Social media can also be a literal lifeline for oppressed people, from Palestinians using Bluesky to crowdfund for food and medicine, to the lawyer of a protester in Iran notifying the world of their imprisonment. That is the absurdity of social media now: the same platforms that let some users scroll mindlessly to see what colour Stacey Solomon is painting her kitchen enable others to track and escape Israeli bombing. Often, we are in the surreal state of witnessing both through our screens at once.

There is a deep irony in the fact the platforms we seek escapism in are increasingly the most glaring demonstrations of the very darkness we wish to avoid. On the rare occasions I check my X account, I am usually greeted within seconds by (in no particular order): racism, pro-Trump posts, anti-benefit/eugenist rhetoric, Islamophobia, AI images and/or naked women. Perhaps as damaging as the content itself is the (quite false) feeling that this small corner of the internet is somehow representative of the country or humanity at large. There are few more successful ways for bad actors to keep resistance low than exhausting good people into thinking the battle is already lost.

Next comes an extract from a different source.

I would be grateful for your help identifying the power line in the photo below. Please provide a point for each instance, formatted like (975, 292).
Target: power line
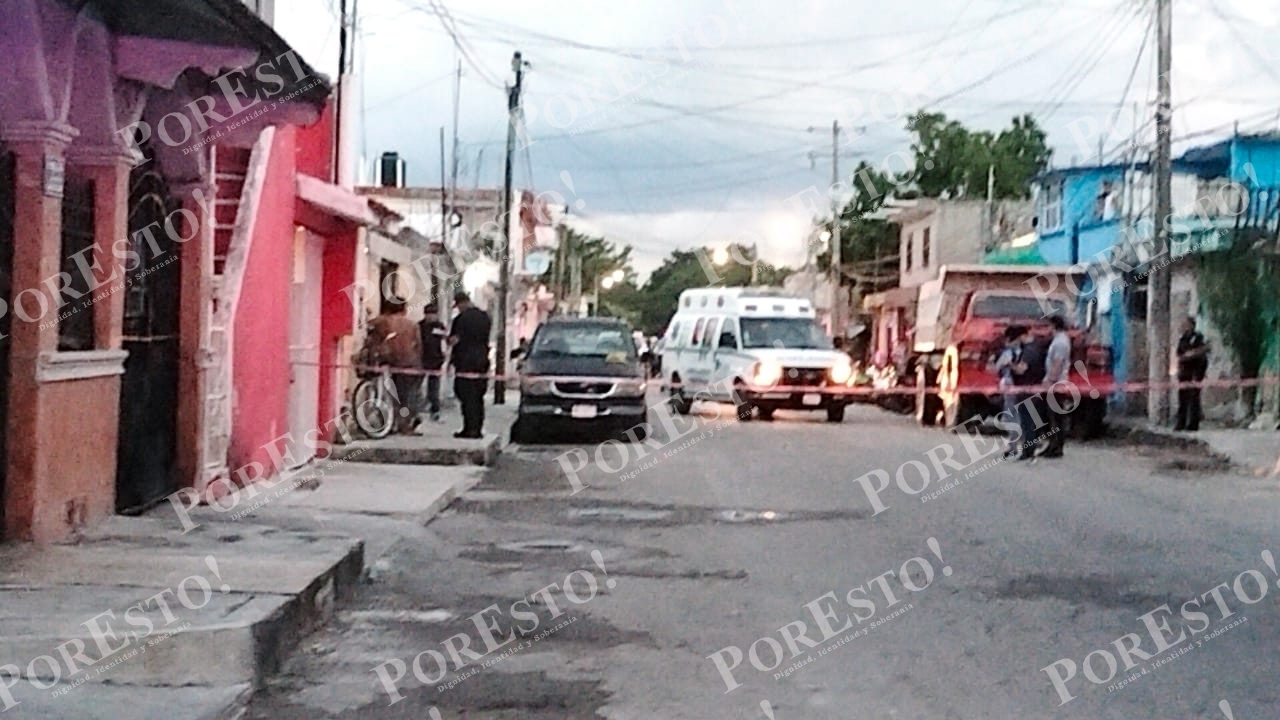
(1133, 73)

There will be those in politics and public bodies who genuinely believe platforms such as X and Facebook help them reach the electorate, not least in an era when many older and disenfranchised people get their news – and plenty of fake news – from social media. There is certainly some truth in that. And yet the Mandelson and Downing Street aide scandals, much like the government using X to defend them, are a reminder of how the very worst behaviour quickly becomes normalised when it is, at minimum, being tacitly condoned by those in power. If Starmer wishes to show his government’s disdain for sexual abuse or the far right, logging off X would be a good start. Public opinion of politicians – and the current Labour party – is in the gutter. It seems unlikely that it will improve by them tweeting from it.

Personally, I’d just like to post a photo of my dog without coming into contact with a Nazi. I’m not sure that’s the snowflake demand Musk and co want us to think it is.